Les soirées de la semaine suivante furent consacrées à d'incessants voyages de B chez P. Elles stockèrent d'abord les cartons dans la grange puis entreprirent de vider l'ancien poulailler qui pour le coup devenait aussi ancienne cabane de jardin. En effet, conscientes d'avoir un peu fait le tour des recherches concernant le jardinage et d'avoir mené à peu près à bien la quête de leur Eden potager, elles avaient abandonné le lopin de terre et ainsi donc les outils qui leur avaient servi à le façonner. Elles étaient fières cependant de réinvestir cette dépendance pour ce nouveau projet. Le toit présentait bien plusieurs trous mais « avec quelques seaux on évitera l'inondation ».

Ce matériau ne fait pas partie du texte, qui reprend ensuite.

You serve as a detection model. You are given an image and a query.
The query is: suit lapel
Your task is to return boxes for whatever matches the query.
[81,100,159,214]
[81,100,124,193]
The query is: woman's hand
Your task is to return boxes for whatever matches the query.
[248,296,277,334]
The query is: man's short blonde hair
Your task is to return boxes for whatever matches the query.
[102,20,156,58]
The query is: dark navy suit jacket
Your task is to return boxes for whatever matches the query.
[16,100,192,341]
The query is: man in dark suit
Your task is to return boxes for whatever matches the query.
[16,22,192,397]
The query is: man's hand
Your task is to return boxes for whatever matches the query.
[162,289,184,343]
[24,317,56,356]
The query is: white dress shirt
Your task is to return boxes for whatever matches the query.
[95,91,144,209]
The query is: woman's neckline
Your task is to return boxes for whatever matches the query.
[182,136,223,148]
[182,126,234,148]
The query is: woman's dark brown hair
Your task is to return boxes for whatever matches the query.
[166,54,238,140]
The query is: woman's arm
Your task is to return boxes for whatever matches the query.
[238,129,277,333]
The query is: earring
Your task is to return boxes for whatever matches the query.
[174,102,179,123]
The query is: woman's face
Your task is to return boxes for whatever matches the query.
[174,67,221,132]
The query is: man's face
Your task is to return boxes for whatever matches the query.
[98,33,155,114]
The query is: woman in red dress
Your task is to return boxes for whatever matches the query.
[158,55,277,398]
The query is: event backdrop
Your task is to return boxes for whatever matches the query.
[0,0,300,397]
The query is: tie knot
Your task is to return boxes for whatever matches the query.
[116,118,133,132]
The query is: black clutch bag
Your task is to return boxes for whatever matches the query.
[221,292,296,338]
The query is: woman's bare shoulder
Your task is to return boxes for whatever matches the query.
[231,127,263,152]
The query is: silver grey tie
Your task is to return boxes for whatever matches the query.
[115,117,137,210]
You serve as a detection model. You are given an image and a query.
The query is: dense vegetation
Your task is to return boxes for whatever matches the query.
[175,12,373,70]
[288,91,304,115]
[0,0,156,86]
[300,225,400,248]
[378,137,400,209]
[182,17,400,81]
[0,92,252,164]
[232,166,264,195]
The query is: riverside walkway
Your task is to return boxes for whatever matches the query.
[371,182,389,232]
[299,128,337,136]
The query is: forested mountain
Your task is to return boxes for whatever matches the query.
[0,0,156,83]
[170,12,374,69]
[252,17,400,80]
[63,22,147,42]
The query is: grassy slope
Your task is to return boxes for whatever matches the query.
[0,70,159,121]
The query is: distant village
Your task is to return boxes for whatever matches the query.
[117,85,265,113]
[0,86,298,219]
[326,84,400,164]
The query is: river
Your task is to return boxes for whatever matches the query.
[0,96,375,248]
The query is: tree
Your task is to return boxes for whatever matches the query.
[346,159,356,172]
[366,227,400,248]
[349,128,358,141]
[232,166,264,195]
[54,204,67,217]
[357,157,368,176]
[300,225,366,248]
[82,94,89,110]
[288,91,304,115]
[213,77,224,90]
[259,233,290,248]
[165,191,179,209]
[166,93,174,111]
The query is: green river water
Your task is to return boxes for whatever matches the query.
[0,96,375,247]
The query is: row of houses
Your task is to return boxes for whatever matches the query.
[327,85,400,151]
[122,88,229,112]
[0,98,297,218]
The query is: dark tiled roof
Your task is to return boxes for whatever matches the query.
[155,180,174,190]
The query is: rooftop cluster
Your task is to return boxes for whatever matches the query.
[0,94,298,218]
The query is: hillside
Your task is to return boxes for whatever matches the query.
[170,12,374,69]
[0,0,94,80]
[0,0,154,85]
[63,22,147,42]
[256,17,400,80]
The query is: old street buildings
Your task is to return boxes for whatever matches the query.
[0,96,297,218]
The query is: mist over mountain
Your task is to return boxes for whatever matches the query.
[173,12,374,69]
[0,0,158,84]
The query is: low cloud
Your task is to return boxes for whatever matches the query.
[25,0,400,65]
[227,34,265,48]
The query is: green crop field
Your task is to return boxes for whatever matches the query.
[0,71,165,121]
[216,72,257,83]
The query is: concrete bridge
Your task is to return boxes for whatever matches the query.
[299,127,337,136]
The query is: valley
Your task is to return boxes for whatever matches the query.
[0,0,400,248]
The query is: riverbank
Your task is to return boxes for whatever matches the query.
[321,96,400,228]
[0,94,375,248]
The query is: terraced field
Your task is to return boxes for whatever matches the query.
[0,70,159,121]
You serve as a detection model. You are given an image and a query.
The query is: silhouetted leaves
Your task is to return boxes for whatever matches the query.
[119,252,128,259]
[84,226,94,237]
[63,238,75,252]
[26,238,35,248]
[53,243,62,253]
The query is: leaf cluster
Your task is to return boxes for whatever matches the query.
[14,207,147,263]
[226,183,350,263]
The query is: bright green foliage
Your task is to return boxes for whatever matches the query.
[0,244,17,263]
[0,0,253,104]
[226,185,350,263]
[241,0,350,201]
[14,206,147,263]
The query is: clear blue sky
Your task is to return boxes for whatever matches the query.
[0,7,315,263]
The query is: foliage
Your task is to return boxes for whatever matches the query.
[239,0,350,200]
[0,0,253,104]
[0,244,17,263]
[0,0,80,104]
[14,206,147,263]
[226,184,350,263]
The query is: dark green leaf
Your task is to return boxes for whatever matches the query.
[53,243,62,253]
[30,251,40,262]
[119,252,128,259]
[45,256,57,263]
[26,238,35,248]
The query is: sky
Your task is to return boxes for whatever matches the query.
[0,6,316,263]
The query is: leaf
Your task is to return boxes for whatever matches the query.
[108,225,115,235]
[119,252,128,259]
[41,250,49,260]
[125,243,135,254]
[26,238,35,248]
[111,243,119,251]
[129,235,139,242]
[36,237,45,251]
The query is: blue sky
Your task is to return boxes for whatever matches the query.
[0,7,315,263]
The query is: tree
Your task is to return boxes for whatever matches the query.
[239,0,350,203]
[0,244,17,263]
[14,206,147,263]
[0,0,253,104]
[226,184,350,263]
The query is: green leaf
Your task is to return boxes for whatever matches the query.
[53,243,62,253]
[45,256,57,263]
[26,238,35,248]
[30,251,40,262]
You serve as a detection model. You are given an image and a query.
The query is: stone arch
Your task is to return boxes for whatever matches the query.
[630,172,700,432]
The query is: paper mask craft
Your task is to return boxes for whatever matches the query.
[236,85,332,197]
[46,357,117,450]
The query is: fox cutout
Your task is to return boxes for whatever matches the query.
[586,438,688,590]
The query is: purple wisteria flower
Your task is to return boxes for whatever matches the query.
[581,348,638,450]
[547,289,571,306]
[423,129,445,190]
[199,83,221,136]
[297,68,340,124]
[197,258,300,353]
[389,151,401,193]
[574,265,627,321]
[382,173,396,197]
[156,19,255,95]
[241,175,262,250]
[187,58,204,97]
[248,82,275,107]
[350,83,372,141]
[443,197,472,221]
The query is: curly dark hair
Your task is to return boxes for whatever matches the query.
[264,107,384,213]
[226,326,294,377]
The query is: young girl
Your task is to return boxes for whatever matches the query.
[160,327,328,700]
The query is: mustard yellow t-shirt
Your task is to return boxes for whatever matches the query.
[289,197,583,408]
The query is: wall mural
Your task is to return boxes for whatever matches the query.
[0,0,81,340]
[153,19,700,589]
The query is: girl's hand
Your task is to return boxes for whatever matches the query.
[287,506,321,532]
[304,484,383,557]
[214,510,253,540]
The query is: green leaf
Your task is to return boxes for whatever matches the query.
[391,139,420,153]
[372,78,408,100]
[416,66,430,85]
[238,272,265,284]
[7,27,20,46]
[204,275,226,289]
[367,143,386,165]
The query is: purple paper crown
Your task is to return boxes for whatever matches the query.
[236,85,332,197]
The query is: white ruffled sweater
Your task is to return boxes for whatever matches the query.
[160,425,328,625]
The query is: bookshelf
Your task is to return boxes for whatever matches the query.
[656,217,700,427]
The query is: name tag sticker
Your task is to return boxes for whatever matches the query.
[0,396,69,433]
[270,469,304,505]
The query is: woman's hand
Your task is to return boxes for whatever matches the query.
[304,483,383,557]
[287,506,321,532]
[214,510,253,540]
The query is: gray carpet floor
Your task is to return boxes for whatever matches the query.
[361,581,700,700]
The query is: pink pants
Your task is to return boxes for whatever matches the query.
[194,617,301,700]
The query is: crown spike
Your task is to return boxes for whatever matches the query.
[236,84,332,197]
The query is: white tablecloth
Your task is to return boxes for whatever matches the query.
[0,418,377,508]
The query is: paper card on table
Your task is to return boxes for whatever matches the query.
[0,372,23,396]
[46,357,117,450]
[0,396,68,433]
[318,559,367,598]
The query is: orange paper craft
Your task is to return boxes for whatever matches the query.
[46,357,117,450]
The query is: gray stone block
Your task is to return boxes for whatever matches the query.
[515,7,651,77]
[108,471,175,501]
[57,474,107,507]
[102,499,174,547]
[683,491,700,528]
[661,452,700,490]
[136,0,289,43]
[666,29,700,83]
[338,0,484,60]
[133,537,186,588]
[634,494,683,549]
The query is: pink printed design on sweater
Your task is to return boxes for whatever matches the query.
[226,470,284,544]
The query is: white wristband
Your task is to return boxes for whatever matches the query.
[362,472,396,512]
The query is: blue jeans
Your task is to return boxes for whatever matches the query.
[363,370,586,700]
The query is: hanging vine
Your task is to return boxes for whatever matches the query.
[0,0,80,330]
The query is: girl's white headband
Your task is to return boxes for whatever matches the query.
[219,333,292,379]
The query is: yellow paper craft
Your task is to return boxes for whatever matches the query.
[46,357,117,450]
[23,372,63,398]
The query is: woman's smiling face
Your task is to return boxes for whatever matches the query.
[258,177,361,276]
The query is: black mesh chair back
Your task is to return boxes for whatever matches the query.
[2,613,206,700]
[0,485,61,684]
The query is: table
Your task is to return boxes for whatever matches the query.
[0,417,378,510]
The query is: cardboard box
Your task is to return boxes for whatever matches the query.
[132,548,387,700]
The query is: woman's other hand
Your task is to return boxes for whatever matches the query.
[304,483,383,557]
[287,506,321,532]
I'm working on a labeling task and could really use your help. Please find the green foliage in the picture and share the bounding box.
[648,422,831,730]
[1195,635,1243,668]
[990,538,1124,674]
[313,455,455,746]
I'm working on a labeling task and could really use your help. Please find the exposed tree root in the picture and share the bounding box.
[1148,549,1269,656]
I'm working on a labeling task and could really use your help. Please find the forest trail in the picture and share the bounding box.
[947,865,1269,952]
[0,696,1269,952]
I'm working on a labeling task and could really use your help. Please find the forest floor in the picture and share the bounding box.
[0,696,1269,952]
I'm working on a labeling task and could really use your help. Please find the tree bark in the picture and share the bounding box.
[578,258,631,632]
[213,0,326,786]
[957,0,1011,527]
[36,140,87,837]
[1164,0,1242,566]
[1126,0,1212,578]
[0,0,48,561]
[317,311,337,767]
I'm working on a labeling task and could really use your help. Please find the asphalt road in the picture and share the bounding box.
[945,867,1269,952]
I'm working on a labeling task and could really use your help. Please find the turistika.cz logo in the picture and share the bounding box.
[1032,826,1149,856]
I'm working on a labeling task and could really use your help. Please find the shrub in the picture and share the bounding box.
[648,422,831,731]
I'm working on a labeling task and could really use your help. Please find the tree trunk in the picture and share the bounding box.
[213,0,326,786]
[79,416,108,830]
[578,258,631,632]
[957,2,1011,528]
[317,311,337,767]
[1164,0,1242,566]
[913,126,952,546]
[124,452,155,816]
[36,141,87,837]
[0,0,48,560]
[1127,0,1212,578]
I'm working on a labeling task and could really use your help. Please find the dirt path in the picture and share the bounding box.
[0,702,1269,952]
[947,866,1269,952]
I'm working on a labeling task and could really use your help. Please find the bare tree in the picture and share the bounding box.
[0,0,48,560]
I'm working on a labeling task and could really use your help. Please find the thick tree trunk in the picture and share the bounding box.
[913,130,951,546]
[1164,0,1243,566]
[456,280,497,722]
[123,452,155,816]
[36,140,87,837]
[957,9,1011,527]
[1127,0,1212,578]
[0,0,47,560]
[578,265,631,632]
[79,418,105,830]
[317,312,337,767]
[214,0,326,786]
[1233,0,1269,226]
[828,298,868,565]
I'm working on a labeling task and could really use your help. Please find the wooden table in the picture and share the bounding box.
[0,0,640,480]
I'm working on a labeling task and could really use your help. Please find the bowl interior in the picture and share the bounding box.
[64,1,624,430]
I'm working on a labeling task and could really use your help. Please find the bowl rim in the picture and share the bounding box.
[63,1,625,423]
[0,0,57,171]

Dire que cette passion pour ce qu'elles nommaient elles-mêmes « l'archéologie sauvage » avait été soudaine serait mentir. Il y avait bon nombre d'années qu'elles ramassaient chacune de son côté quantité de choses pourries et inutilisables, les conservaient, tirant des conclusions poétiques sur leur aspect déclinant. La nouveauté était simplement qu'à la poésie elles alliaient maintenant la Science et l'Histoire. Une fois de plus, elles s'y mettaient à deux.